My passion these days, beyond skepticism, which is a lifestyle more than an avocation, is philology. I'm not a scholar by any means, and have no formal education in this discipline, but I am fascinated by the evolution of language, particularly as it relates to my skeptical worldview, and specifically as it relates to the current arguement. I was going to introduce myself with a short essay on the word "energy", and how it gains new definitions beyond its physical descriptions when used by the "woo-woo" crowd (incidentally, and apologies to Randi, who coined it, I dislike this word a lot, but for purely aesthetic, non-scientific reasons: it simply sounds contrived, which in fact it is, and also rolls awkwardly off the tongue when spoken); for instance, it means anything from how one feels ( a "sense") to who one is (the "soul"), and all points in between and beyond (an "aura", a "life force") -- all these examples are expressed as "energy" in common usage, (I won't bother to cite my sources here; you've all read the same things, and you know it's a fact--don't you?) and they're all way off base of what the physicists call energy.

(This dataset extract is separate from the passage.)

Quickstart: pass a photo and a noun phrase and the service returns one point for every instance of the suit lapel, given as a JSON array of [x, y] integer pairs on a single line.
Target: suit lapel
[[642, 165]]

But anyway... as I read this post and the responses, I became acutely aware of how highly charged language is, and for a philologist, even an amateur one, this is a wet dream. The internet has proven to be (I believe) a singularly unique tool for studying the rapid changes in our (English -- perhaps the same is true of all Indo-European languages, but I am only conversant in this one) language, and possibly a motivating force in the ever-more rapid evolution of it. And hence the debate on Atheism versus Agnosticism.

The prefix A- is generally understood to mean "without"; asexual, apolitical, etc., and is commonly assumed to mean lacking interest in, NOT (and this is important) disbelief. But, it's a slippery slope; the english language, bastard child that it is, is evolving almost too rapidly for us to define our terms with any certainty, hence the long-winded arguements above.

For the present time, I will go with the following definitions, based on etymology: atheism, without belief in deities, agnosticism, believing one cannot know if deities exist, because they are by nature unknowable. Occam's razor, anyone?

I think it's too late for that. The popular understanding of atheism is belief that no gods exist. The popular understanding of agnosticism (to the degree that the population even knows the word) is that it means uncertainty about whether or not gods exist.

Introducing very different meanings for the words at this point will simply increase confusion, particularly when people of the present encounter writings using the two words just a couple decades ago.